LimeWire, file sharing in Creative Commons

Gli sviluppatori del celebre software di scambio danno appuntamento online ad utenti ed autori, per testare a fondo le capacità del software di gestire le licenze aperte

Roma - Riscuote grande interesse l'iniziativa di LimeWire, uno dei nomi più noti e longevi nel mondo del file sharing, per la decisione di integrare, nell'ultima versione beta del software di scambio, anche il supporto per file rilasciati con licenza Creative Commons (CC).

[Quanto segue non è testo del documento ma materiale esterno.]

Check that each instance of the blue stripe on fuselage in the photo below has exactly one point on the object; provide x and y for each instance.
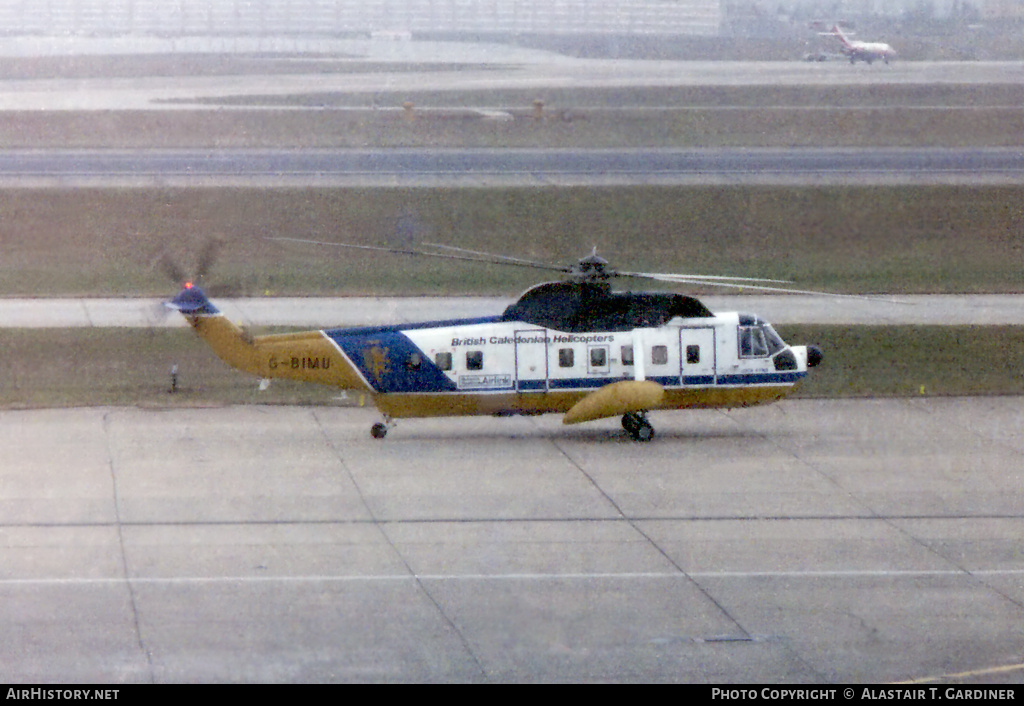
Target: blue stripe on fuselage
(389, 361)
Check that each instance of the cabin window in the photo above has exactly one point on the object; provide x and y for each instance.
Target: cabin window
(752, 342)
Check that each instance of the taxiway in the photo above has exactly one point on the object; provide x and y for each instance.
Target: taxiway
(812, 541)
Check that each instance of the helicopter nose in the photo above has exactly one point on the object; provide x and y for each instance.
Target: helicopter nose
(814, 356)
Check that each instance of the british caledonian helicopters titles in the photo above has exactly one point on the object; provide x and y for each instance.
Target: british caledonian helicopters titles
(573, 346)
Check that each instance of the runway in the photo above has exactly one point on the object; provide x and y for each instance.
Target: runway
(813, 541)
(934, 309)
(479, 167)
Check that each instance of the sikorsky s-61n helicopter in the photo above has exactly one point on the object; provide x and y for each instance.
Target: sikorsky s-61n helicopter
(573, 346)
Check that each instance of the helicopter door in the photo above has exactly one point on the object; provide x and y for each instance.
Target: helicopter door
(697, 356)
(531, 361)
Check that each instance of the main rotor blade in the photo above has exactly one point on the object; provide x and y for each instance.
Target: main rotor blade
(503, 259)
(670, 277)
(707, 282)
(421, 253)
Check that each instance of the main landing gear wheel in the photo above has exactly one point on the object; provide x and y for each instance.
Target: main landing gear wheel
(637, 426)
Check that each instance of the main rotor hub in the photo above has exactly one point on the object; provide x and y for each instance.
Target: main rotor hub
(591, 268)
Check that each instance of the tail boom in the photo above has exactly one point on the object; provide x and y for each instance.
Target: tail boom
(307, 356)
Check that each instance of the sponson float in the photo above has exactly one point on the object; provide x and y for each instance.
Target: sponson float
(576, 347)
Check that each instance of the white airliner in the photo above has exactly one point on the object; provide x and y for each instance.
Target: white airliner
(865, 51)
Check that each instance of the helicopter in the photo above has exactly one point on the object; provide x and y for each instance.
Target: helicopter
(571, 346)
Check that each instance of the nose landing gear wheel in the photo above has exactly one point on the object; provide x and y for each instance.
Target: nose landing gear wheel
(637, 426)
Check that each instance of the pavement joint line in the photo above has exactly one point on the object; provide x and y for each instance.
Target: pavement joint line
(412, 578)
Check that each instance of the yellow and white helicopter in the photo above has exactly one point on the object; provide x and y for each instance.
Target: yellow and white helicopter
(573, 346)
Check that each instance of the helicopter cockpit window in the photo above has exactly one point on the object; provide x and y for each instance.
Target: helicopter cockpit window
(752, 342)
(627, 355)
(775, 342)
(759, 341)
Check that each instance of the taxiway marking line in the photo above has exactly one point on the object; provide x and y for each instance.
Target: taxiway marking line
(517, 577)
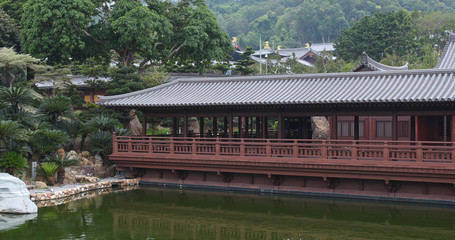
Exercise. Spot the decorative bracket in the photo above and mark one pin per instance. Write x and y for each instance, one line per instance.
(331, 183)
(392, 186)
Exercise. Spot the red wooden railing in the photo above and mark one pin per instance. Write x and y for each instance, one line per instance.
(301, 149)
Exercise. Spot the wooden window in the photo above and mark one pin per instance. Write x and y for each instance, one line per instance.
(384, 129)
(346, 129)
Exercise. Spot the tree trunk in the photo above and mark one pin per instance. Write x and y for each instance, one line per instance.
(61, 175)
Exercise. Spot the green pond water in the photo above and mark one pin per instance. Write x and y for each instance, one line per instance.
(153, 213)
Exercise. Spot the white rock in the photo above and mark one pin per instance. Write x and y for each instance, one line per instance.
(14, 196)
(11, 221)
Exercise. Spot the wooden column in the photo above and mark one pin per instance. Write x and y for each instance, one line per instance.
(240, 127)
(231, 126)
(394, 126)
(258, 126)
(185, 125)
(215, 126)
(356, 128)
(412, 130)
(201, 127)
(225, 127)
(280, 126)
(144, 125)
(175, 127)
(452, 129)
(247, 122)
(264, 127)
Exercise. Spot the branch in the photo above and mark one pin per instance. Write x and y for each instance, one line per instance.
(89, 35)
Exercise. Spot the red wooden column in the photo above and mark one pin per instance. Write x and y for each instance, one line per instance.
(394, 126)
(452, 129)
(334, 132)
(144, 125)
(175, 126)
(231, 126)
(356, 128)
(412, 135)
(201, 127)
(215, 126)
(264, 127)
(280, 126)
(185, 125)
(225, 127)
(241, 127)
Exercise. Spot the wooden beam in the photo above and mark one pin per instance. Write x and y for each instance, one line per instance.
(185, 126)
(394, 126)
(356, 128)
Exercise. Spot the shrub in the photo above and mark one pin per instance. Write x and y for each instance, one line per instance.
(13, 163)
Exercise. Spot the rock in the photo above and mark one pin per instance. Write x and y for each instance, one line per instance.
(14, 196)
(321, 127)
(134, 126)
(72, 155)
(85, 162)
(61, 151)
(39, 184)
(11, 221)
(98, 159)
(85, 154)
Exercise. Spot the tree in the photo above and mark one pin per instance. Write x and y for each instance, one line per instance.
(156, 32)
(53, 107)
(243, 66)
(10, 60)
(378, 35)
(9, 32)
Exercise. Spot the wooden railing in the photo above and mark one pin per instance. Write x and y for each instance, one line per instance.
(301, 149)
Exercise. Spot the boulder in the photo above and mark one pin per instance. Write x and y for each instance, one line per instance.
(321, 127)
(14, 196)
(73, 155)
(85, 162)
(85, 154)
(12, 221)
(39, 184)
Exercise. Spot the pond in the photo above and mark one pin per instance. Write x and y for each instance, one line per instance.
(156, 213)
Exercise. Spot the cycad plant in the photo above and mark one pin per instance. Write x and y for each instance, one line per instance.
(47, 170)
(62, 161)
(53, 107)
(13, 163)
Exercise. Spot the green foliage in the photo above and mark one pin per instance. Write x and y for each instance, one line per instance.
(11, 61)
(54, 29)
(10, 130)
(154, 33)
(125, 80)
(53, 107)
(378, 35)
(292, 23)
(101, 143)
(48, 171)
(243, 66)
(13, 8)
(13, 163)
(103, 123)
(62, 161)
(154, 78)
(9, 32)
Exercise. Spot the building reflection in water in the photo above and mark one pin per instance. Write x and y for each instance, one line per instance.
(173, 214)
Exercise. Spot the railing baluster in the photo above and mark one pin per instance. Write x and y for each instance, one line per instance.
(419, 152)
(386, 152)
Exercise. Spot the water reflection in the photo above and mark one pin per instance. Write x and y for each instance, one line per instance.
(172, 214)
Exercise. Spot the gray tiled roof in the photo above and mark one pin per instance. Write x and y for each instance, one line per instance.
(366, 61)
(447, 59)
(432, 85)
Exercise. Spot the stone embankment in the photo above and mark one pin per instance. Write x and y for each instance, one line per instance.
(48, 195)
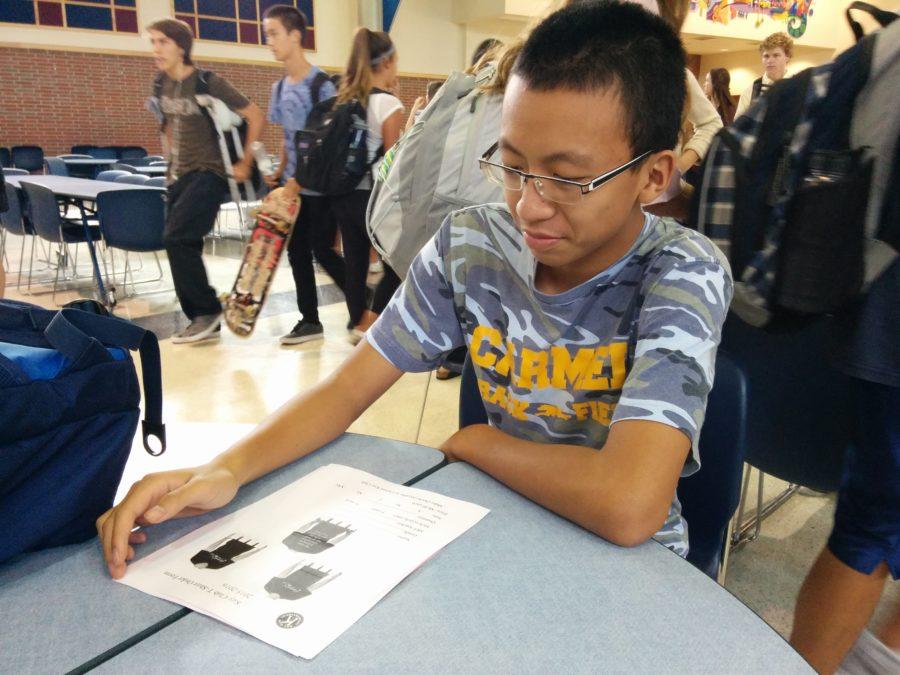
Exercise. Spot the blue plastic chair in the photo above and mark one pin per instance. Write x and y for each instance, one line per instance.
(133, 221)
(55, 166)
(50, 226)
(710, 496)
(111, 174)
(131, 152)
(102, 153)
(28, 157)
(801, 423)
(133, 178)
(12, 222)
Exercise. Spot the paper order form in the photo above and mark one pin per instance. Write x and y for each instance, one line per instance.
(299, 567)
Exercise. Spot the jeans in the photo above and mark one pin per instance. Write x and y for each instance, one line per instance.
(193, 204)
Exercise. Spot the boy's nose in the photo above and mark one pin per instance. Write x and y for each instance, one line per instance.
(531, 207)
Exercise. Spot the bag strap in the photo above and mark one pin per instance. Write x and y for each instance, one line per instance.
(315, 88)
(80, 336)
(883, 17)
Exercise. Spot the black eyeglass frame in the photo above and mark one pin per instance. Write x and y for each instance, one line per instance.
(586, 188)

L'idea sostenuta dagli sviluppatori che danno vita a LimeWire è quella di consentire agli autori di file musicali distribuiti in formato .mp3 o .ogg di farlo nel contesto delle licenze CC, un insieme di licenze concepito, come noto, per consentire la massima distribuzione possibile di un opera dell'ingegno, garantendo all'autore che ad essa sia sempre associata la corretta paternità dell'opera stessa.

LimeWire - che sembra ormai aver ricostruito una nuova reputazione dopo le accuse che in passato le furono scagliate contro per la presenza di spyware nel codice - ha dunque incluso il nuovo supporto nella versione 4.9.32 e gli sviluppatori hanno dato appuntamento a tutti coloro che vorranno sperimentare il nuovo sistemino in uno dei forum dedicati.
L'importanza della scelta di LimeWire è oggi simbolica ma rappresenta, secondo qualcuno, il segno della crescente maturità dei sistemi di condivisione e della loro capacità di adattarsi ed adeguarsi anche alle esigenze di chi intende sfruttarli per diffondere del tutto legittimamente le proprie opere.